# Shrimps



## Guest (Apr 21, 2010)

hey folks,

i got a bunch of cherry shrimps a few days ago and been feeding them algae wafers. i drop half a piece in before i go to work and take out the rest when i get back and do a water change.

what i would like to know is can i just leave the algae wafer in there? will this create problems for the tank?


----------



## bmlbytes (Aug 1, 2009)

I notice that uneaten food in my shrimp tank starts to get moldy. I would either break it into smaller pieces, get more shrimp, or take the food out.

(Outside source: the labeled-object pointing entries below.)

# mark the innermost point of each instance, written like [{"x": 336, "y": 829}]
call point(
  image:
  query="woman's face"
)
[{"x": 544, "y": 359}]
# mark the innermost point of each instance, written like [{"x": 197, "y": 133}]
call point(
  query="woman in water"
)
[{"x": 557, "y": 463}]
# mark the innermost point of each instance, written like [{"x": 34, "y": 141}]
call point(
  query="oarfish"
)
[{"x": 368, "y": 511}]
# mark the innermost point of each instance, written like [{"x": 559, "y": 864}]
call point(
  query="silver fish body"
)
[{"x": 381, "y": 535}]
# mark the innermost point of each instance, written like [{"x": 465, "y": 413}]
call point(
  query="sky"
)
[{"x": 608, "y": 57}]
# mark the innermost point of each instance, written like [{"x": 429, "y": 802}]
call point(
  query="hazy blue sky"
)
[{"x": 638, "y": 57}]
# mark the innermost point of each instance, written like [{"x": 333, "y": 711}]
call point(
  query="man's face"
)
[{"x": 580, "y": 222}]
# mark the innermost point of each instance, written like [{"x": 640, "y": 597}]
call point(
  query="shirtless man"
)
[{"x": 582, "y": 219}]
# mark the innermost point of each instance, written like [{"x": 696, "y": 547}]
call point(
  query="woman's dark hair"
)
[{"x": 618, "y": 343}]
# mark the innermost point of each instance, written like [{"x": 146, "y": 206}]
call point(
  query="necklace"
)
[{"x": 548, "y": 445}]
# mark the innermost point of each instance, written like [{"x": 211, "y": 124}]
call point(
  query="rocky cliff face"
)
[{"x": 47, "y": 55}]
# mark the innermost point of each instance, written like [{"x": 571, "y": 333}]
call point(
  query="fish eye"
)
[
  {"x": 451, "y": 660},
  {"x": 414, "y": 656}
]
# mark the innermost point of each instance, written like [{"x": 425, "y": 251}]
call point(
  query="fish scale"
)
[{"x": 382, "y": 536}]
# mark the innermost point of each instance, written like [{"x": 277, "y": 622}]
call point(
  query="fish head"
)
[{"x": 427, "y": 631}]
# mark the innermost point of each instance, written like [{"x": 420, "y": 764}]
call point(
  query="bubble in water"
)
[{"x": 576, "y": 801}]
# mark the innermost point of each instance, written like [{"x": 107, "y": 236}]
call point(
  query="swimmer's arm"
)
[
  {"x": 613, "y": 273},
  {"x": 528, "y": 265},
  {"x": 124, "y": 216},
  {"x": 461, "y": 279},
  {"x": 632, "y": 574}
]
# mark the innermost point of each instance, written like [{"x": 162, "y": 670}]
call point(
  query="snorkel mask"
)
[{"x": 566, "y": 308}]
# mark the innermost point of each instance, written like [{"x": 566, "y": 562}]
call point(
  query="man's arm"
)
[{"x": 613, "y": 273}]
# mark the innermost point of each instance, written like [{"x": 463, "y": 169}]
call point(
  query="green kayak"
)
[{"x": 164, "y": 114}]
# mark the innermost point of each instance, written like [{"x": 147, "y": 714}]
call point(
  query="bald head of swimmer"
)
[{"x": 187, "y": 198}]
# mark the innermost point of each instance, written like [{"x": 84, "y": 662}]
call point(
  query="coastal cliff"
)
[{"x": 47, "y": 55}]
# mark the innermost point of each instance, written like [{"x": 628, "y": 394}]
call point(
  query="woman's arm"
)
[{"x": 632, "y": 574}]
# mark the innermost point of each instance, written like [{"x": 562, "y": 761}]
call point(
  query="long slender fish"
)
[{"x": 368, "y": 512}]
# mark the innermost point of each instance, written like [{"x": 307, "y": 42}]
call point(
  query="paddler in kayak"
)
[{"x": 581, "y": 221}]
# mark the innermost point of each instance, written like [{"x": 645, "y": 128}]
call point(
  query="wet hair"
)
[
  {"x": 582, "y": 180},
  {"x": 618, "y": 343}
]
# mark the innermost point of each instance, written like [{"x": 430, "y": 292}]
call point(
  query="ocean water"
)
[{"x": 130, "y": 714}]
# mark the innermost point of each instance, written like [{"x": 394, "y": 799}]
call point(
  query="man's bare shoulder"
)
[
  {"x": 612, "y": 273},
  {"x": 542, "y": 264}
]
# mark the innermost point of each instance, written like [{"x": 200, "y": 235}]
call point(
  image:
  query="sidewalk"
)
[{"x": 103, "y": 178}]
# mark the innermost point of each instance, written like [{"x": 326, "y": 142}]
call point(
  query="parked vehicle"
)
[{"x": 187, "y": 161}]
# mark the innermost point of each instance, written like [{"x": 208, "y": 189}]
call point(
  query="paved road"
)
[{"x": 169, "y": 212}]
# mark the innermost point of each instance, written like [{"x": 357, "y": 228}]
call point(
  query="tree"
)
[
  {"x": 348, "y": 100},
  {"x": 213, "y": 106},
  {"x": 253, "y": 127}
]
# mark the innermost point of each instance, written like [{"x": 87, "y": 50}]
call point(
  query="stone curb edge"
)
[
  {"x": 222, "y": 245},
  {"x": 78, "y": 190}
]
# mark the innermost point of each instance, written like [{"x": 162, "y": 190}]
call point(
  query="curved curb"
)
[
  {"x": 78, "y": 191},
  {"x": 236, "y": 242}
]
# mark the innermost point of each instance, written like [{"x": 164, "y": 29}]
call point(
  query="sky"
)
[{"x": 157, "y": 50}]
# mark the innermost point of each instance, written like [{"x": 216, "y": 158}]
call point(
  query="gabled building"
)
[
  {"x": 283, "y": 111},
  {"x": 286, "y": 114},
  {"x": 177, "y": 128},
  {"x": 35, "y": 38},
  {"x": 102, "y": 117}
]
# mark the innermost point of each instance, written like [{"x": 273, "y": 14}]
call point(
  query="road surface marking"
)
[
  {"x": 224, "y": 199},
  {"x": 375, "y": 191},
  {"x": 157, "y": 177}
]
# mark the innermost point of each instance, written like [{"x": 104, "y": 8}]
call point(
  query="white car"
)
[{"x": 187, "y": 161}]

I have also noticed that a dirty tank seems to work well for shrimp. I rarely feed my shrimp and they live off all the stuff that grows in the tank. They are giving very good colors.


----------



## TheOldSalt (Jan 28, 2005)

I agree, but you could always cut back to 1/4 wafer.


----------



## Chrispy (Oct 28, 2007)

thats what I do with my shrimp. I have LOTS of RC Shrimp in my community tank and I drop a small piece of wafer in the tank every other day. I starting by seeing how much they would eat and remove the rest. now I only put in a quarter. I am sure they are eating plant matter and if they need to get food they can get it from the wafer. They barely eat anything remember, they are SMALL


----------



## Guest (Apr 22, 2010)

cool! thanks for the info folks. i'll cut down to 1/4th for now and once i get my 3 mexican dwarf crayfish and rainbow shrimps i'll go back to 1/2 a wafer. would that be ok?


----------



## TheOldSalt (Jan 28, 2005)

Sounds good. You might wind up having to drop 2 or 3 1/4 wafers around the tank once the crays are added, though, since they aren't known for sharing.


----------



## Guest (Apr 22, 2010)

thanks TOS. i'll keep that in mind.

was talkin to BML on chat earlier and he said the wafer takes least 2 days before it gets mouldy. am glad cos i was worried about the wafer goin bad and crashing the tank.


----------